Sabores que evocan el Mediterráneo
Uno de los momentos más memorables llegó con los camarones gigantes a las brasas, servidos con una sedosa salsa de mantequilla al limón. La dulzura natural del marisco encontraba un equilibrio perfecto con la acidez cítrica y el ligero ahumado de la parrilla, dando como resultado un platillo fresco, elegante y lleno de matices.

Cada preparación revela una cocina donde la técnica permanece al servicio del producto. Nada resulta excesivo; todo busca que los ingredientes brillen con naturalidad.
La carne como protagonista
Los cortes ocupan un lugar privilegiado dentro de la propuesta gastronómica de Santino. El filete de res, acompañado de Grana Padano, arúgula, berros, champiñones frescos, aceite de oliva y una delicada reducción de pesto, logra un equilibrio extraordinario entre intensidad y frescura. Cada elemento complementa la carne sin restarle protagonismo, creando un plato lleno de profundidad.

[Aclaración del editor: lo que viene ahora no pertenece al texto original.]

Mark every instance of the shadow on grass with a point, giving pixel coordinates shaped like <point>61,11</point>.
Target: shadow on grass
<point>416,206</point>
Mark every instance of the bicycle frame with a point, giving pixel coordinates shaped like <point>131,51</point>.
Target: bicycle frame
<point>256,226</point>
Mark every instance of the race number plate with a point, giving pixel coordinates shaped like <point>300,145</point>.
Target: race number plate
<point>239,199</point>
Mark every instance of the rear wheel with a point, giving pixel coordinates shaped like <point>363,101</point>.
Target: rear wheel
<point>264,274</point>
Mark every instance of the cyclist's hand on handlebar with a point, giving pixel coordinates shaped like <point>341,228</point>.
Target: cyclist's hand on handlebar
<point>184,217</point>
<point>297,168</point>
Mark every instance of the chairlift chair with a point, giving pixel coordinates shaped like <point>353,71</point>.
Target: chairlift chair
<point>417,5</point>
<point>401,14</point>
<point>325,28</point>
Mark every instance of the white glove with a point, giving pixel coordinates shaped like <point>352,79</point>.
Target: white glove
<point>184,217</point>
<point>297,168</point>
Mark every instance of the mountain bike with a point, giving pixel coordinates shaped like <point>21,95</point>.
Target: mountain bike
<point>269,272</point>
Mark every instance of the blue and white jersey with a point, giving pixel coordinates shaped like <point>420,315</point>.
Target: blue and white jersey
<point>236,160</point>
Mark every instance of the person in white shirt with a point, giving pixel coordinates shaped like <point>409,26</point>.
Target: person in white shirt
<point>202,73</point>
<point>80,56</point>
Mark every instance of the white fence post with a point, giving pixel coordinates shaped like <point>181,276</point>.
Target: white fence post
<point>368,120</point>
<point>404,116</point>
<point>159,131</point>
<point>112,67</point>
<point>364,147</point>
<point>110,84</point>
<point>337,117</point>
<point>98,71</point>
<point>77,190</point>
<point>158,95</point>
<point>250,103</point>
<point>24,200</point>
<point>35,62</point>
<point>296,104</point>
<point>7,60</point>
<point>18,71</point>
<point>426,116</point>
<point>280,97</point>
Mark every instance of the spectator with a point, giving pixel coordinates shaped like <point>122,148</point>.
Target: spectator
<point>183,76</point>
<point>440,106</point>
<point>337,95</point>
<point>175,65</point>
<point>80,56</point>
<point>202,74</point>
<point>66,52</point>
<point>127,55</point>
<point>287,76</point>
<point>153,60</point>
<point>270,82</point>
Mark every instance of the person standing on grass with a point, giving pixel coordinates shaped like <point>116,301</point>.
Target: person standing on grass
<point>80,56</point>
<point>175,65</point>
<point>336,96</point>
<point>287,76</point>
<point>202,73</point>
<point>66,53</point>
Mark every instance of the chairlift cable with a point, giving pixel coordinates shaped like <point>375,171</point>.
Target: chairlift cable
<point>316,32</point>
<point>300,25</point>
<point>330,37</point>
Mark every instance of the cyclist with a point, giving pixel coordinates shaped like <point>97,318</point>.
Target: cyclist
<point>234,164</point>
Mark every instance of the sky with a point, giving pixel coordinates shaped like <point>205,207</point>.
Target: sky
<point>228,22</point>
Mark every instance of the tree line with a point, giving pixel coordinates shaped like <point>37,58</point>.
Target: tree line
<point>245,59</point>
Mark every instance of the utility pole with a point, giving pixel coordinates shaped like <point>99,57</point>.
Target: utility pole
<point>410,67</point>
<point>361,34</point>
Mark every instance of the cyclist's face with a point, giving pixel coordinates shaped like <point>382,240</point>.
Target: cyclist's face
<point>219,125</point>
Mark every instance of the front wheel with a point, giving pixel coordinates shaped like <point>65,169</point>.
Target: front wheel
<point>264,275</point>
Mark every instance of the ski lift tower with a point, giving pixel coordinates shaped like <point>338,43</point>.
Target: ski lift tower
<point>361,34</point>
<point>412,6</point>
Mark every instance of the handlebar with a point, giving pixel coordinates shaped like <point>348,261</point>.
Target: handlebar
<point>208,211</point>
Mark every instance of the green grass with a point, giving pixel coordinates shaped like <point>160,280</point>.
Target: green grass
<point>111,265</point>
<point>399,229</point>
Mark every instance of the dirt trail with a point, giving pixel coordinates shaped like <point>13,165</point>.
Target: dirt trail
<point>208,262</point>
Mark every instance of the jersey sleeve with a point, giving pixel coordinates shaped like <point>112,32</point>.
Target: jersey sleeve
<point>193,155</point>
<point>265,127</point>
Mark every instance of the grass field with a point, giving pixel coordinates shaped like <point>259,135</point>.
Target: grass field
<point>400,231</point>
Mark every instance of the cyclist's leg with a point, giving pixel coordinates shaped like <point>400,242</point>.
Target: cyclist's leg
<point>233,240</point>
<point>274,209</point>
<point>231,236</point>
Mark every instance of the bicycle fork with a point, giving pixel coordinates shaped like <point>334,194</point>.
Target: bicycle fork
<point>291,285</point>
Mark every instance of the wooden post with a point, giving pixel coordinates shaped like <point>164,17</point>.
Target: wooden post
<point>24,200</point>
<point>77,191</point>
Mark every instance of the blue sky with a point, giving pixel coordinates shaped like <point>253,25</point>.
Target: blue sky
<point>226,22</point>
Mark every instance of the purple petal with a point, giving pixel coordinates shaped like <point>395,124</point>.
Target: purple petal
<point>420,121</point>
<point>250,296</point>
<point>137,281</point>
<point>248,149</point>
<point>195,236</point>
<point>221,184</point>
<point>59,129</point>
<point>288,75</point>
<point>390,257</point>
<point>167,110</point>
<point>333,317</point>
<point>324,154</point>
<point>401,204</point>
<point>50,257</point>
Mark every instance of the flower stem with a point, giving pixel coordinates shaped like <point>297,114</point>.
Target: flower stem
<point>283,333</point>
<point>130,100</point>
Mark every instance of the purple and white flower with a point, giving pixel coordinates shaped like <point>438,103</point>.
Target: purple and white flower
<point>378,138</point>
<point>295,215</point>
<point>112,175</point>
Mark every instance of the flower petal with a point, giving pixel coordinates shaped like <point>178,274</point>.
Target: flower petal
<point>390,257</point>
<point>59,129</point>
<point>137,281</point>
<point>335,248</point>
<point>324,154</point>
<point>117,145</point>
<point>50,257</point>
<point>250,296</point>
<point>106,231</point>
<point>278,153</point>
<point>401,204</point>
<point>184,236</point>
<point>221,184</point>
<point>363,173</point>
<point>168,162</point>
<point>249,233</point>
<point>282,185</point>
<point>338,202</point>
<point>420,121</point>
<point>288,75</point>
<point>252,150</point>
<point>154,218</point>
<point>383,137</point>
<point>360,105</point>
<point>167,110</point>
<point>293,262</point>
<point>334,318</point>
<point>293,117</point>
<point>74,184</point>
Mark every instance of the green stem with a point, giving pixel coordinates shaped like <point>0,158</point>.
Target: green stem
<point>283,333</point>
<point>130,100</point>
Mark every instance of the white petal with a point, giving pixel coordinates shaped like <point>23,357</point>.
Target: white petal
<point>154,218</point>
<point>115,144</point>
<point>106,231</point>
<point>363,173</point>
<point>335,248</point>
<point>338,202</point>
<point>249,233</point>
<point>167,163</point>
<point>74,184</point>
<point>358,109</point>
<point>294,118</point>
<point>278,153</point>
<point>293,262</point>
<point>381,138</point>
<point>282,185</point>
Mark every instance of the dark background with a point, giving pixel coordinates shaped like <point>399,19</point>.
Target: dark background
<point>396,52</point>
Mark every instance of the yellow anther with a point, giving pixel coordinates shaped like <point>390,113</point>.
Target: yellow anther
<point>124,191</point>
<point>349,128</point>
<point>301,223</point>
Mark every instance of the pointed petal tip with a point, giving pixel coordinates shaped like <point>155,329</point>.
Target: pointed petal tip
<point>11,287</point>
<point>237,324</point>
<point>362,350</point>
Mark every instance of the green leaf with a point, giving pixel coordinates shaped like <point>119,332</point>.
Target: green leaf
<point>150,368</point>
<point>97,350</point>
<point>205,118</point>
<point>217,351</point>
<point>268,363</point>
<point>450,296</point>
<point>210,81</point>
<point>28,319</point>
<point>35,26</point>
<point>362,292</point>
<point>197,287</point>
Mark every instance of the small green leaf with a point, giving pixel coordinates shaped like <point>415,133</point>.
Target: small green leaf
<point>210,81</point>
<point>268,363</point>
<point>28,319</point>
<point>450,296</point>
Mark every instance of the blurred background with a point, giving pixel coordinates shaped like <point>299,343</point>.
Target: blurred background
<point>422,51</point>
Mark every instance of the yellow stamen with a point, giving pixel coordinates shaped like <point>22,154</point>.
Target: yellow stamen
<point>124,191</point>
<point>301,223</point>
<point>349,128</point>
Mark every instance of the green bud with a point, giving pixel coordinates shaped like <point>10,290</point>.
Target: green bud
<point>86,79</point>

El rib eye confirma la maestría de la cocina con las brasas. Cocinado en el punto exacto, llega acompañado por un aterciopelado puré de camote con queso de cabra que aporta un contraste delicioso entre dulzura y carácter. Es una combinación reconfortante y sofisticada que convierte al corte en uno de los imprescindibles del menú.
Italia con acento contemporáneo
El ambiente de Santino acompaña naturalmente la propuesta gastronómica. La iluminación cálida, el diseño contemporáneo y un servicio atento crean un espacio donde las conversaciones se prolongan y cada comida se transforma en una celebración. La carta de vinos, cuidadosamente seleccionada, ofrece etiquetas ideales para acompañar tanto las especialidades de la parrilla como los sabores mediterráneos que recorren todo el menú.

Santino demuestra que la cocina italiana continúa evolucionando sin perder su esencia. El respeto por el producto, el dominio del fuego y una hospitalidad auténtica convierten cada visita en una experiencia llena de sabor y elegancia. En Polanco, este restaurante ha encontrado una personalidad propia: un lugar donde las brasas cuentan historias, donde cada ingrediente recibe el protagonismo que merece y donde el placer de compartir una buena mesa sigue siendo el mayor de los lujos.